Gayan Alma Baduge, an associate professor in the School of Electrical, Computer and Biomedical Engineering, leads an international research team funded by grants totaling $1.13 million. The three-year project aims to investigate AI-assisted integrated sensing and communications for 6G technology. (Photo: Russell Bailey)
June 3, 2024
SIU researchers lead $1.13 million project to integrate AI into 6G technology
CARBONDALE, Ill. – Imagine a world where highly intelligent wireless systems can monitor the environment to fight pollution, dispatch fleets of vehicles to transport large numbers of people, and help find missing young children because they can identify someone no matter where they are. Sixth-generation wireless (6G) is on the way, and researchers at Southern Illinois University Carbondale are working on the key elements that will make 6G work.
Gayan Alma Baduge, an associate professor in the Department of Electrical, Computer and Biomedical Engineering, leads an international team of researchers funded by grants totaling $1.13 million, including from SIU and Villanova University in the U.S. and Aalto University in Finland.
SIU’s portion of the grant awarded by the National Science Foundation totals $336,500. The three-year project aims to investigate AI-assisted integrated sensing and communications for 6G technology.
“This is a unique research partnership between the European Union and the United States, focusing on developments in the areas of artificial intelligence and integrated sensing and communications,” Baduge said.
In addition to voice and data communications services as used today, 6G technology is expected to also include sensing capabilities such as high-precision location tracking and mapping, area imaging, and autonomous vehicle operation, including “platooning,” where multiple vehicles operate together as a single unit.
Powered and controlled by evolving artificial intelligence, the technology will also be able to perform new surveillance-related functions, such as detecting what gestures and actions humans exhibit and identifying the people performing those actions.
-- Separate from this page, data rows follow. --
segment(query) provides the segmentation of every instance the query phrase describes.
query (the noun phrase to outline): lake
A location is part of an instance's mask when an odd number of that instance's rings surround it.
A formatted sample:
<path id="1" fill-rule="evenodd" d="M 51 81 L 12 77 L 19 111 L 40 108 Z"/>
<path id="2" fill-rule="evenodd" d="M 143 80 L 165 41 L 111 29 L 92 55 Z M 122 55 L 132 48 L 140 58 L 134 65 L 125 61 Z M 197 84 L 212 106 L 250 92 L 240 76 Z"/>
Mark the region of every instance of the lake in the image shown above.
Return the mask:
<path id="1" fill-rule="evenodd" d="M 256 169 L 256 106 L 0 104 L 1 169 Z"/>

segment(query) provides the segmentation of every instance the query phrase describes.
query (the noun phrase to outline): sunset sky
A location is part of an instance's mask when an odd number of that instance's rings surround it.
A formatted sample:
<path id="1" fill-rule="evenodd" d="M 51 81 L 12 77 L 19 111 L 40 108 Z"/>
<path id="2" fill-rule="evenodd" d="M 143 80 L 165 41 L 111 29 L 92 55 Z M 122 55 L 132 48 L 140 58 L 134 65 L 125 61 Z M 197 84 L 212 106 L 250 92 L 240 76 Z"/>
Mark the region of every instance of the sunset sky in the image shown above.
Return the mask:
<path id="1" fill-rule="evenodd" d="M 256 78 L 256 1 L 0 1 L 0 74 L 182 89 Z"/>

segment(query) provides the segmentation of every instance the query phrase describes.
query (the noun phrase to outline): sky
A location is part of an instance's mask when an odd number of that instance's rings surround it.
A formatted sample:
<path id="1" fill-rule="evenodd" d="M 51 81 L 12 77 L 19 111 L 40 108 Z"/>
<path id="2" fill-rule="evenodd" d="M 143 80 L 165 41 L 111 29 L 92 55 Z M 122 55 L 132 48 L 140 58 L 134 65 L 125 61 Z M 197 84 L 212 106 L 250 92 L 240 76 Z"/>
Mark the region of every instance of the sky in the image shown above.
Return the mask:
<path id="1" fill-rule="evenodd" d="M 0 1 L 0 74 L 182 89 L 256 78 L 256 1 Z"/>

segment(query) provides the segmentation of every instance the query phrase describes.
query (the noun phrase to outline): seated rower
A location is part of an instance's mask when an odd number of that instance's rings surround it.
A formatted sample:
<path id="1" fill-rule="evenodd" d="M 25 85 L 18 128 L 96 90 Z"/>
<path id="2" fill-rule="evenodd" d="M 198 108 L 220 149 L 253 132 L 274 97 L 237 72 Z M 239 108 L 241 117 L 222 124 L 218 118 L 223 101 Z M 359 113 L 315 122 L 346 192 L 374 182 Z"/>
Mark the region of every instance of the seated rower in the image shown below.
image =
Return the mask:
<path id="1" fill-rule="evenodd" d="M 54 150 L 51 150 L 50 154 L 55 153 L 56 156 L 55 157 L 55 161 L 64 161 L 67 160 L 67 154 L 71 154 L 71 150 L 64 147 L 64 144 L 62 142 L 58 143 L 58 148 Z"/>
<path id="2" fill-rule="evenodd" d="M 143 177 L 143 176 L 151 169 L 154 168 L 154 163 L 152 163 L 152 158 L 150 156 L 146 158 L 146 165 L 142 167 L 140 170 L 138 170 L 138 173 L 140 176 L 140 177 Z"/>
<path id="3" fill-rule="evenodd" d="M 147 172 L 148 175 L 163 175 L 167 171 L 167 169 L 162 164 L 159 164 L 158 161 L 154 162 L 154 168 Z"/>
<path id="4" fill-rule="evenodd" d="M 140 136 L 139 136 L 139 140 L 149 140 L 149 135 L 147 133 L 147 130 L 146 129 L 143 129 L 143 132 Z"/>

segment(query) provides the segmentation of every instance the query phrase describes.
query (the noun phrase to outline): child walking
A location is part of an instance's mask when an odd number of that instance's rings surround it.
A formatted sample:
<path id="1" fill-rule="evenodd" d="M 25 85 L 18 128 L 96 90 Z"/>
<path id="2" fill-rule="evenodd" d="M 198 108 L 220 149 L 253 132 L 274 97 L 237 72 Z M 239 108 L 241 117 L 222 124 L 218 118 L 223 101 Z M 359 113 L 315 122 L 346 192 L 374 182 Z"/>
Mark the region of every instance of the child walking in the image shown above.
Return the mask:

For example, the system’s capabilities aim to extract, classify and predict typical human body movements such as standing, sitting, walking, jumping, laughing and crying.
Baduge’s work focuses on developing the theoretical foundations of this technology and designing wireless systems that can integrate mobile communications with environmental imaging and sensing in future wireless systems, combining these systems to improve efficiency and functionality.
“6G wireless systems, which integrate sensing and communication capabilities, will be useful for environmental monitoring, vehicle networks and remote sensing,” Baduge said. “They will also facilitate the construction of smart cities while improving industry, manufacturing and agriculture.”
The key to making 6G live up to its promise is to leverage the similarities between existing wireless sensing and communications systems that already share, or are beginning to share, frequency spectrum, hardware architectures and information processing pipelines.
Baduge hopes to design a structure that formally integrates the two systems into a single hardware platform, using a unified waveform and transmission strategy controlled by AI. Such a system would be significantly more capable of processing signals from a variety of sensors while still handling typical cellular and data transmissions.
System evolution
Historically, radio systems for cellular communications and radar detection were designed and operated independently: they used different waveforms, non-overlapping radio frequency bands, and separate hardware platforms.
Today’s state-of-the-art 5G wireless communications systems are primarily designed and optimized for mobile cellular communications. But the growing demand for higher data rates and more connected wireless devices is driving engineers to use massive antenna arrays operating at higher frequencies, where radar also exists, to meet this demand.
That means it’s starting to get crowded.
“The electromagnetic spectrum and radio frequency bands used for communication and sensing purposes are extremely scarce and expensive resources,” Bajou says. “Integrating communication and sensing tasks onto the same hardware platform can greatly improve efficiency.”
Such a design would also be cost-effective, he said, as expensive radio frequency equipment could be reused for communication and sensing purposes.
Future tasks
The tasks of data communications and radar sensing have competing design goals, making it very difficult to integrate two systems designed for different purposes, Baduge said.
“We therefore propose to use a range of tools, including communication and information theory, estimation and detection, and data-driven artificial intelligence, to overcome the design challenges,” he said.
Baju hopes that the research will help integrate wireless sensing capabilities into 6G technologies, including cellular communication systems, wireless local area networks and industrial Internet of Things networks (such as “smart” homes and appliances), while keeping costs down and conserving frequency spectrum and computing power.